1965: Hugh Gaitskell (Labour), Harold Macmillan and Julian Ridsdale (Conservative and Liberal), Thomas Sargant (Radical)
1966-1969: James Callaghan (Labour-Radical coalition)
1969-1980: Julian Amery (Conservative-Liberal coalition)

1969: Julian Amery and Oliver Smedley (Conservative and Liberal), James Callaghan (Labour), Terry Milligan (Radical)
1974: Julian Amery and Oliver Smedley (Conservative and Liberal), Roy Jenkins (Labour), Terry Milligan (Radical), Wogan Phillips, 2nd Baron Milford (Communist)
1979: Julian Amery and Mark Bonham-Carter (Conservative and Liberal), Peter Shore (Labour), Jonathon Porritt (Radical), Arthur Scargill (Communist)

1980-1984: Willie Whitelaw (Conservative-Liberal coalition)

The victory of Donald Johnson in the Chippenham by-election of 1943 laid the foundations for the establishment of the Radical Party - standing as Radical Action against the three major parties in their wartime truce, and with the financial support of Sir Richard Acland's left-libertarian Common Wealth Party, he entered Parliament and began working across party lines with Common Wealth and with the left-most part of the Liberals, whose parliamentary party he joined upon election. However, quickly, he and a few others had become disillusioned with the realities of the Liberal Party and Radical Action became an umbrella including Common Wealth and a few Independent Progressives, as well as endorsing several dozen Liberal candidates in '45.

Despite these cross-endorsements, the minor parties of Britain became even more minor after the 1945 election - the National Liberals, in an electoral agreement with the Tories, only won a dozen seats while the independent Liberals only won a few more and the non-Liberal RA MPs could, in the contemporary joke, fit in the back of a taxi.
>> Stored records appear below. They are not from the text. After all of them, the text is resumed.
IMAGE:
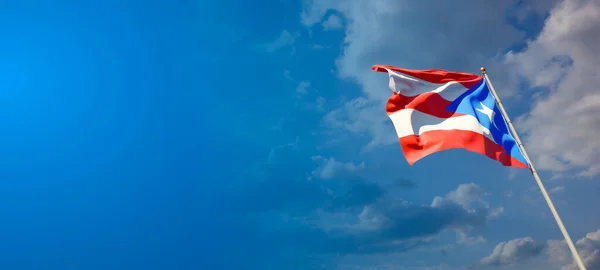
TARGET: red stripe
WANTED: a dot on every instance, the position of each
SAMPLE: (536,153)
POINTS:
(438,76)
(429,103)
(417,147)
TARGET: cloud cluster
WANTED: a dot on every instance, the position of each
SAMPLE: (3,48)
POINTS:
(513,251)
(561,62)
(326,216)
(563,124)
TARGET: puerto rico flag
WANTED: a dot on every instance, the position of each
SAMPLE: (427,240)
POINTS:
(436,110)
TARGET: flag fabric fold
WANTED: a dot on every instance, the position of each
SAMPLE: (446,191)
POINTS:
(436,110)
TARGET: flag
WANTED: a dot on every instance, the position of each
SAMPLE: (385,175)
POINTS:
(436,110)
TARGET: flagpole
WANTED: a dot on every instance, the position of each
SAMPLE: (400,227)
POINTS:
(535,175)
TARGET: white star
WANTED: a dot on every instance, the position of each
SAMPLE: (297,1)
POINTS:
(488,112)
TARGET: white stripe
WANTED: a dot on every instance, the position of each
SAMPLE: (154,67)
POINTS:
(411,122)
(410,86)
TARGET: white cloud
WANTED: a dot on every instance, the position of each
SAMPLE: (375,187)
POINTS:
(517,251)
(285,39)
(332,23)
(588,248)
(411,34)
(330,167)
(563,126)
(513,251)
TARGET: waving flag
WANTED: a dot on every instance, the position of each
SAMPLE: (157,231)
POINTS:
(436,110)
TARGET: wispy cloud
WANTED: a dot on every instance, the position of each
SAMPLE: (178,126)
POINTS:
(332,23)
(285,39)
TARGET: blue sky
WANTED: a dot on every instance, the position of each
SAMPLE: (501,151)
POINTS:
(231,135)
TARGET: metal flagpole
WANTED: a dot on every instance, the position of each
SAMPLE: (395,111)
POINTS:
(535,174)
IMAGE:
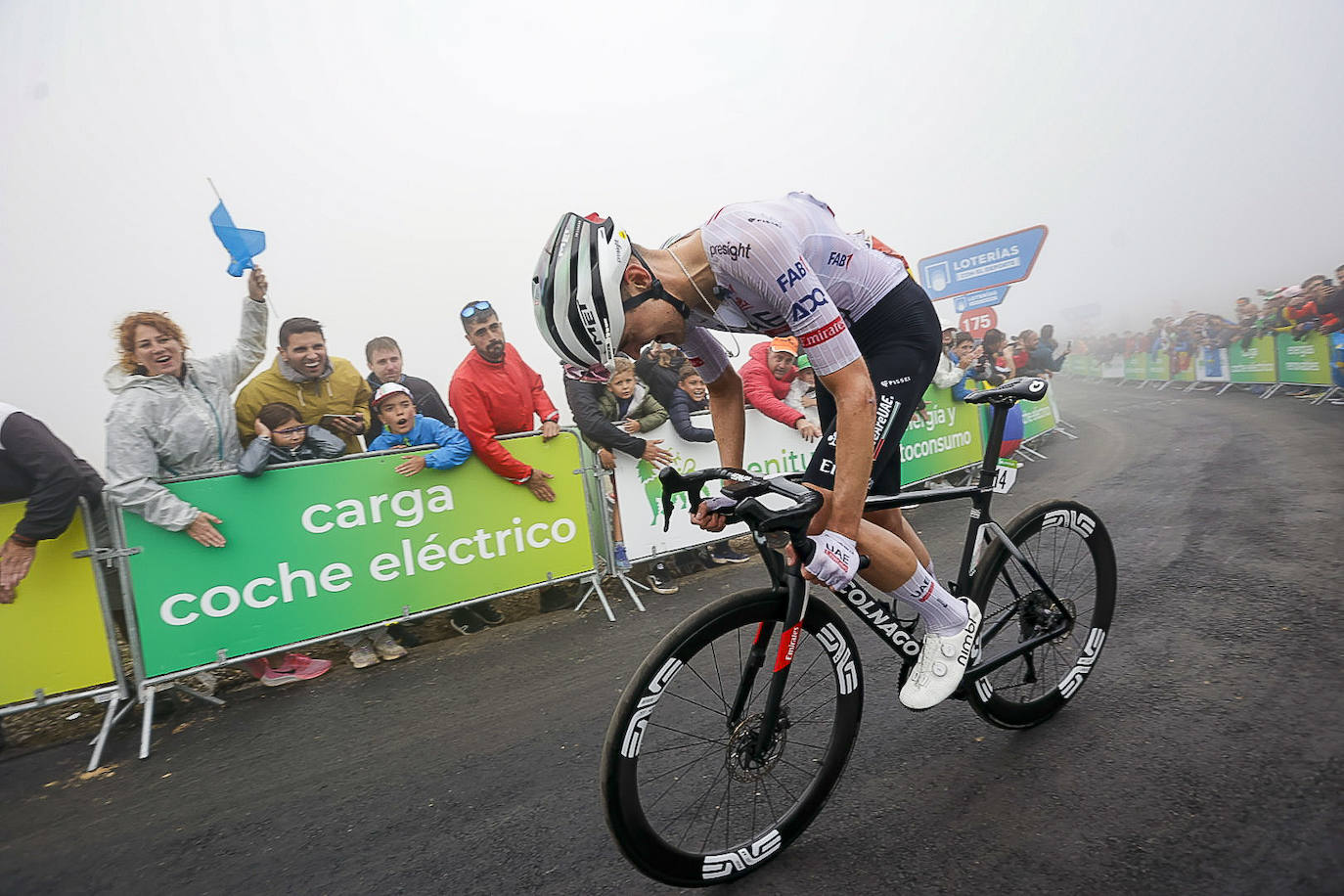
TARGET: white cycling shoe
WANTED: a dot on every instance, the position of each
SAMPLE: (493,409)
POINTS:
(942,661)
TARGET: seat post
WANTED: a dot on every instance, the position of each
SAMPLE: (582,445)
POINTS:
(995,442)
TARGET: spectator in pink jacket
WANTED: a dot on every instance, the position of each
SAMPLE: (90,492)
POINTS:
(766,379)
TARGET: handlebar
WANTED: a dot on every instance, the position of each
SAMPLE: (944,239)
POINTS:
(746,488)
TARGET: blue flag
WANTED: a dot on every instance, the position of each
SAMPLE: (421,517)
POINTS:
(241,244)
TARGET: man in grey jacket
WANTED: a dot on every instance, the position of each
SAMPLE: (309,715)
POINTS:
(173,417)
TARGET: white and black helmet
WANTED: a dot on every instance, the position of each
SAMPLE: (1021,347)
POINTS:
(577,289)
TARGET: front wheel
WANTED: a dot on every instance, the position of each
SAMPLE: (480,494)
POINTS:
(687,792)
(1071,551)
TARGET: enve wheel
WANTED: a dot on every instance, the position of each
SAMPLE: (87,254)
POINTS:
(687,792)
(1071,551)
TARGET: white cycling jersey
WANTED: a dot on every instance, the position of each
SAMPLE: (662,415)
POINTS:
(786,267)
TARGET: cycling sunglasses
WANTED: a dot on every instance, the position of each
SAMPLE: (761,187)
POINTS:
(590,374)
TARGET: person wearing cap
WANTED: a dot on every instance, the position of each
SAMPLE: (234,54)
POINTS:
(766,379)
(802,391)
(405,427)
(495,391)
(384,366)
This was to change, though, as new Liberal Leader Clement Davies - despite having been endorsed by RA - grew increasingly worried by both the electoral doldrums of his party and the risks of Socialism. In 1947, therefore, he was convinced to merge with the National Liberals and continue their arrangement with the Conservatives, thereby retaining a few seats through electoral pacts while also standing down enough Liberal candidates in marginal seats to defeat the Statists once and for all in 1950. The reunited Liberals won thirty seats and, true to his word, Winston Churchill remained in coalition with his new partners despite being able to govern alone. This established a partnership which would last into modern times, although not without intermittent crises.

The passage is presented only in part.